StreetView killed Bambi, but it fights crime too

With all the attention Google StreetView's clash with a baby deer evoked, it can be easy to overlook the tool's crime-fighting good side. Not too long ago, StreetView was instrumental in returning a kidnapped Massachusetts girl safely to her home, and just recently, it helped a Swiss police team detect a 1.2-acre marijuana field and nab the gang responsible. As with all things Google, you have to take the bad with the good.

And the good can be pretty good, as reported in the Worcester Telegram. When 9-year-old Natalie Maltais was kidnapped by her grandmother and taken to a motel in rural Virginia, Athol police were able to track her down using her cellphone and Google StreetView. The cellphone's GPS data focused on a 300-foot area in Natural Bridge, Va. Using StreetView, the Worcester cops plugged in the coordinates of the area, navigated around a bit and saw a nearby motel that looked promising. When they sent Virginia police to the site, they found the grandmother along with the girl, and returned her safely to her legal guardians. A happy ending.

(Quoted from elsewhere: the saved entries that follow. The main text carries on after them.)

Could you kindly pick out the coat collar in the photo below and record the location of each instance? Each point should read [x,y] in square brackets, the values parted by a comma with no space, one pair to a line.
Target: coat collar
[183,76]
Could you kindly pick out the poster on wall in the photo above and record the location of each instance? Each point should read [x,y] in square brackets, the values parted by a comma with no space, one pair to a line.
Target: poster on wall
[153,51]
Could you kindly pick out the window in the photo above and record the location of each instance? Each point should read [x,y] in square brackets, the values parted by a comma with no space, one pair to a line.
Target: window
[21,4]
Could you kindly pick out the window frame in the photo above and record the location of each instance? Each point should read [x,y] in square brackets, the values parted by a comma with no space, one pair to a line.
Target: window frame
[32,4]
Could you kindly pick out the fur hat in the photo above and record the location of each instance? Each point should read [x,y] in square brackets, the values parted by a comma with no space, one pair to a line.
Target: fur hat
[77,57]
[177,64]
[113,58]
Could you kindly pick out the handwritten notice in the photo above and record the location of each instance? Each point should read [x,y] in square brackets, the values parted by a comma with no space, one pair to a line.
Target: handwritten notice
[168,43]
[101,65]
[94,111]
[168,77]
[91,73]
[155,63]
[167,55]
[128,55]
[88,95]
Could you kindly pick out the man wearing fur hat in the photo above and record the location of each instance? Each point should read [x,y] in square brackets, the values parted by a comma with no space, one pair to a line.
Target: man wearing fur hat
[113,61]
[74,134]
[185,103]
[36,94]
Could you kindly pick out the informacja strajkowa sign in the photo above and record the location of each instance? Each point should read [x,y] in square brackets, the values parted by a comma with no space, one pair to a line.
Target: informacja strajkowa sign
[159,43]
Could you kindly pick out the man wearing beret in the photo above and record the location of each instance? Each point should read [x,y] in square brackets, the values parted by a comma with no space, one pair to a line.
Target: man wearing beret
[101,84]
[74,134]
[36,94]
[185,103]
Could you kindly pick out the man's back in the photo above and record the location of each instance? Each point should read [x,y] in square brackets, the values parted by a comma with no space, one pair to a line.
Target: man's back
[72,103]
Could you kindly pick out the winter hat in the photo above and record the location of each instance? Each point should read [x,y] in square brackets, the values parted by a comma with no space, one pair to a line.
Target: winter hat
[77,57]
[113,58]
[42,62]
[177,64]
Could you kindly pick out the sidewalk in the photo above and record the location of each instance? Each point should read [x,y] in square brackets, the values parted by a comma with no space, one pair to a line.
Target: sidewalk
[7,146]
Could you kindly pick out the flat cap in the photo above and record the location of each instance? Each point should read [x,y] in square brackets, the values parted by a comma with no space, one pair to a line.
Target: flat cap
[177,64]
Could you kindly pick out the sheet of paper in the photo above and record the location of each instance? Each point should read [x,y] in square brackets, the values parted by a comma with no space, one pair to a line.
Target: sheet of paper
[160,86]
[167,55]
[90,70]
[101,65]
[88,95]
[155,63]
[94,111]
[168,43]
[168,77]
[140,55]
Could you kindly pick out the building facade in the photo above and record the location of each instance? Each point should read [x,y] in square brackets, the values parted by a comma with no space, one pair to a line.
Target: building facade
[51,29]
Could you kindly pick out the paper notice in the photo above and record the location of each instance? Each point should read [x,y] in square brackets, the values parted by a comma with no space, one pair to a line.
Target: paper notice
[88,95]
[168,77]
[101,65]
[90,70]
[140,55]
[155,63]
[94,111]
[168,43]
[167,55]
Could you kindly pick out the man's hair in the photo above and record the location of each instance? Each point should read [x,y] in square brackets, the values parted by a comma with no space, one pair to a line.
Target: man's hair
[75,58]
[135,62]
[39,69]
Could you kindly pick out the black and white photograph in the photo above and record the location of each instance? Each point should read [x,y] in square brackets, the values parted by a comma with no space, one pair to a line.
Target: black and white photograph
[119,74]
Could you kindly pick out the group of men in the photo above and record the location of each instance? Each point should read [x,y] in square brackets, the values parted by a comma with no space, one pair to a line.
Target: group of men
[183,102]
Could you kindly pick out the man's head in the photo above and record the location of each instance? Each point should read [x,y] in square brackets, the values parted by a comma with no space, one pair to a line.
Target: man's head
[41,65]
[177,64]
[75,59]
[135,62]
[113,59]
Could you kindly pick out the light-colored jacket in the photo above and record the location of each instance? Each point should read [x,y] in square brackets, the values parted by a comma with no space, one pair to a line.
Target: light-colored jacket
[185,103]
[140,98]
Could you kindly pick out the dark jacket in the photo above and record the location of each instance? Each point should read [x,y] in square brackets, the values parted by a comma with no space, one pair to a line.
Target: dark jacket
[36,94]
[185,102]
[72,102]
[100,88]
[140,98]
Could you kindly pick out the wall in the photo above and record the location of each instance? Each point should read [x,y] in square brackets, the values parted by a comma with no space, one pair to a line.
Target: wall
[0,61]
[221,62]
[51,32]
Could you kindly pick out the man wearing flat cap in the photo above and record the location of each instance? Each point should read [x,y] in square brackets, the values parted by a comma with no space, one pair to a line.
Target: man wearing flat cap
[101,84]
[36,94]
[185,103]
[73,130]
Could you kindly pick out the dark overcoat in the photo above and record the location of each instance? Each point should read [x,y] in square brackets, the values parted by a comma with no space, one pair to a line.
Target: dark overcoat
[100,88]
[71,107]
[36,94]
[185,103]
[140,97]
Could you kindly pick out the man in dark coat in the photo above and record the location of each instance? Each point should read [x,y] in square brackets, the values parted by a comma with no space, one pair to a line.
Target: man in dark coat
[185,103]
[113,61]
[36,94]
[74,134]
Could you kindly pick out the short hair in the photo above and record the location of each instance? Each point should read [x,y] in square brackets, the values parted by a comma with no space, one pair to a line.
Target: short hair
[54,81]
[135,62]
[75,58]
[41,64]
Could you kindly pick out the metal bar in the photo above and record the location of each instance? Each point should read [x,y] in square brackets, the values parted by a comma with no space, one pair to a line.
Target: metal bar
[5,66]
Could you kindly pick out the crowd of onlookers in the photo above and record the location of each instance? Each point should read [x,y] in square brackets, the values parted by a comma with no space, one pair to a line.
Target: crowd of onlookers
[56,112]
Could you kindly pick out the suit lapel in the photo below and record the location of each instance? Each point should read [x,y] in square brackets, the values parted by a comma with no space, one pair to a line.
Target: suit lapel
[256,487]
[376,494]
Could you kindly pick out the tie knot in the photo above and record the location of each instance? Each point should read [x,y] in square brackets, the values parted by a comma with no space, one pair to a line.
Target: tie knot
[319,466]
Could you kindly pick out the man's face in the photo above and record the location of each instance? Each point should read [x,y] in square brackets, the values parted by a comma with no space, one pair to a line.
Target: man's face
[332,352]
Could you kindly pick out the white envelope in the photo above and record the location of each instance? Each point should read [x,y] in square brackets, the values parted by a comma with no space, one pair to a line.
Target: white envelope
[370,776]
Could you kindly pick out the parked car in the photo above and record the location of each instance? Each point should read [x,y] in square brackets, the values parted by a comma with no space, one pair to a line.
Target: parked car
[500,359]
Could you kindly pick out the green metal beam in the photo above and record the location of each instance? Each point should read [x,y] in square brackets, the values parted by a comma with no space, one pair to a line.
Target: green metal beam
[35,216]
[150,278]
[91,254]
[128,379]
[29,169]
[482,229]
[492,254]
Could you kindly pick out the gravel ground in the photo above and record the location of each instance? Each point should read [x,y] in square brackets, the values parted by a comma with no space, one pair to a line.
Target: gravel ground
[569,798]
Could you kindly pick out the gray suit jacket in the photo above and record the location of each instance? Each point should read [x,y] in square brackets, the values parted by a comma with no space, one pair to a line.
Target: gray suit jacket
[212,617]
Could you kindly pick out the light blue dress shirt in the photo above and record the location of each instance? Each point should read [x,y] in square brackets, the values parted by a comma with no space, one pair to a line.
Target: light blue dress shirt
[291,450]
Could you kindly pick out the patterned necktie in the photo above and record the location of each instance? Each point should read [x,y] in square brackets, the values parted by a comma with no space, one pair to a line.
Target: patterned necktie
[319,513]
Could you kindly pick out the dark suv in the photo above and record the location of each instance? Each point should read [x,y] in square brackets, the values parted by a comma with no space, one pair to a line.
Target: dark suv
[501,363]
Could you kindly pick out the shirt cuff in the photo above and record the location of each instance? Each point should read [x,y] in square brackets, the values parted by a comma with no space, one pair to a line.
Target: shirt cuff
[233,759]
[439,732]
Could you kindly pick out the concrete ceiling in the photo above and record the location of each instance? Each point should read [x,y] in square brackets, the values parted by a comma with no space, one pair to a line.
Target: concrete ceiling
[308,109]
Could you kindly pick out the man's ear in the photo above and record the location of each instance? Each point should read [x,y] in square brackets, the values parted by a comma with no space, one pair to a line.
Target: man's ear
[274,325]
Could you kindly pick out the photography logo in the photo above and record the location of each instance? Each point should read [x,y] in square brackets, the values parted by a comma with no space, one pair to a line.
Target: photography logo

Similarly, the AP yesterday reported that Swiss police used Google Earth to discover the pot field and make several arrests. While working the case, the police used Google Earth to zero in on a suspect's residence, only to stumble upon the field. Although it had been camouflaged by corn planted all along its perimeter, the weed field couldn't hide from Google's Earth's piercing satellite gaze. The find led to the arrest of 16 suspects who have allegedly sold up to 7 tons of hashish and marijuana, with an annual turnover of 3 million to 10 million francs (or $2.5 million to $8.64 million) per year.

So yes, while Google can be insensitive at times, especially when it comes to images uploaded by StreetView, it's also a proven force for good in the world. In other words, a tool is only as good (or bad) as the person using it. Google doesn't kill Bambis, people do.